To view the Kubernetes events for your HiveMQ platform, enter:

kubectl get events --sort-by='.metadata.creationTimestamp'

To view the logs for your HiveMQ platform node, enter:

kubectl logs <your-hivemq-pod-name>

To view the current status of your HiveMQ platform, enter:

 kubectl get hmqp <release-name>
Example status display:
NAME     MESSAGE                    STATE     STATEPHASE
<name>   HiveMQ Platform is ready   RUNNING   READY

To review the available operator metrics:

kubectl port-forward svc/hivemq-<release-name>-metrics-9399 9399

Now enter http://localhost:9399/ into your browser and review the metrics.

Test Your HiveMQ Platform

Once the deployment finishes, your HiveMQ platform is available to serve MQTT connections for clients.

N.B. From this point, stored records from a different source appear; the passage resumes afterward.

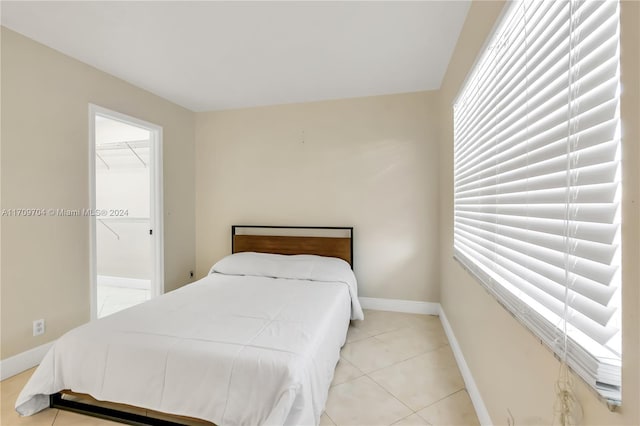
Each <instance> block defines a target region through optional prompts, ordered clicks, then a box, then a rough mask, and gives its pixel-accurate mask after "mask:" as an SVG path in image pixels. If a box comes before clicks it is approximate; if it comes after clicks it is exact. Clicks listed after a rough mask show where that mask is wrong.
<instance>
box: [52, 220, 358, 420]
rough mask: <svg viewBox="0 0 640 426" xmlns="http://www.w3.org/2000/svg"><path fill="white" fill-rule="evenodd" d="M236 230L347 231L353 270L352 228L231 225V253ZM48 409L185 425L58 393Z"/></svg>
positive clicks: (320, 226) (232, 247) (233, 250)
mask: <svg viewBox="0 0 640 426" xmlns="http://www.w3.org/2000/svg"><path fill="white" fill-rule="evenodd" d="M236 228H249V229H326V230H332V229H333V230H344V231H349V237H350V240H351V241H350V250H351V268H353V227H347V226H271V225H233V226H232V227H231V251H232V253H233V251H234V250H233V249H234V242H233V240H234V238H233V237H234V236H235V235H236ZM49 408H56V409H60V410H65V411H71V412H74V413H79V414H84V415H87V416H91V417H97V418H100V419H105V420H111V421H115V422H120V423H124V424H128V425H134V426H185V425H186V424H185V423H177V422H174V421H171V420H163V419H158V418H155V417H149V416H143V415H141V414H135V413H131V412H127V411H121V410H116V409H113V408H108V407H103V406H99V405H93V404H88V403H85V402H80V401H75V400H70V399H64V398H63V395H62V393H60V392H58V393H55V394H53V395H49Z"/></svg>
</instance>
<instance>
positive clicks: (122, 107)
mask: <svg viewBox="0 0 640 426" xmlns="http://www.w3.org/2000/svg"><path fill="white" fill-rule="evenodd" d="M1 84H2V131H1V137H2V164H1V183H2V189H1V190H2V208H4V209H11V208H65V209H82V208H88V207H89V200H88V197H89V186H88V182H89V176H88V140H87V138H88V104H89V103H94V104H97V105H100V106H103V107H106V108H109V109H113V110H116V111H119V112H122V113H124V114H128V115H131V116H134V117H137V118H140V119H143V120H146V121H149V122H152V123H155V124H158V125H160V126H162V127H163V130H164V215H165V216H164V220H165V280H166V282H165V287H166V289H167V290H171V289H173V288H176V287H178V286H180V285H182V284H184V283H185V282H187V281H188V280H189V271H190V270H192V269H193V268H194V266H195V265H194V259H195V241H194V235H195V228H194V204H195V202H194V172H193V163H194V114H193V113H192V112H191V111H188V110H186V109H184V108H181V107H179V106H177V105H175V104H172V103H170V102H168V101H166V100H163V99H161V98H159V97H157V96H155V95H152V94H150V93H149V92H146V91H144V90H141V89H139V88H136V87H134V86H132V85H130V84H128V83H126V82H124V81H122V80H119V79H117V78H115V77H112V76H110V75H108V74H105V73H103V72H100V71H97V70H96V69H94V68H92V67H89V66H88V65H85V64H83V63H81V62H78V61H76V60H74V59H71V58H69V57H67V56H64V55H62V54H60V53H58V52H56V51H54V50H52V49H49V48H47V47H45V46H42V45H40V44H38V43H36V42H34V41H32V40H29V39H27V38H25V37H23V36H21V35H19V34H17V33H15V32H12V31H10V30H7V29H5V28H2V82H1ZM2 231H3V232H2V249H1V250H2V251H1V252H2V259H1V261H2V271H1V280H2V281H1V288H0V291H1V293H2V307H1V308H2V309H1V310H2V318H1V322H2V326H1V327H2V329H1V331H2V350H1V353H0V358H2V359H5V358H7V357H10V356H13V355H16V354H18V353H21V352H23V351H25V350H28V349H30V348H33V347H35V346H38V345H41V344H43V343H45V342H48V341H51V340H53V339H55V338H57V337H58V336H59V335H60V334H61V333H63V332H65V331H67V330H69V329H70V328H72V327H74V326H77V325H79V324H82V323H84V322H86V321H88V320H89V219H88V218H83V217H35V218H24V217H3V218H2ZM39 318H44V319H45V320H46V322H47V332H46V333H45V334H44V335H43V336H39V337H32V330H31V327H32V321H33V320H35V319H39Z"/></svg>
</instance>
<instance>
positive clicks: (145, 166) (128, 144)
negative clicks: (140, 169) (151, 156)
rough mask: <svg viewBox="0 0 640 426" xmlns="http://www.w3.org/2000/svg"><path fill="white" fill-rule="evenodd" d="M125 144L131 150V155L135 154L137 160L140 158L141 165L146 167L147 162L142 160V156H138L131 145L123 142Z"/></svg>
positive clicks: (138, 155) (127, 147)
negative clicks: (132, 152)
mask: <svg viewBox="0 0 640 426" xmlns="http://www.w3.org/2000/svg"><path fill="white" fill-rule="evenodd" d="M125 144H126V145H127V148H129V149H130V150H131V152H133V155H135V156H136V157H138V160H140V162H141V163H142V165H143V166H145V167H147V163H145V162H144V160H143V159H142V158H140V156H139V155H138V153H137V152H136V150H135V149H133V148H131V145H129V142H125Z"/></svg>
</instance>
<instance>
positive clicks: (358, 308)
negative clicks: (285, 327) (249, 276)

The following procedure shows you how to test the functionality of your HiveMQ platform with a simple local setup and does not require a load balancer.

We use the open source MQTT CLI for ease of use and to simplify the explanation of this sample procedure. However, feel free to use whichever MQTT client you prefer.
For more information, see MQTT CLI.

Connect an MQTT Client

  • Create a kubectl port-forward to access your MQTT port:

    kubectl port-forward svc/hivemq-<release-name>-mqtt-1883 1883
  • Start the MQTT CLI command line tool and connect to your local cluster:

    mqtt sh
    con -h <your-cluster-url>

    Now you are ready to publish MQTT messages and subscribe to topics.

Check Your HiveMQ Control Center

Access the HiveMQ Control Center and check your Clients overview to verify that your test client is connected.

  • Create an additional port-forward for the Control Center:

    kubectl port-forward svc/hivemq-<release-name>-cc-8080 8080
  • Navigate with your browser to http://localhost:8080, and log into your HiveMQ Control Center.
    Use the default credentials: user: admin, password: hivemq.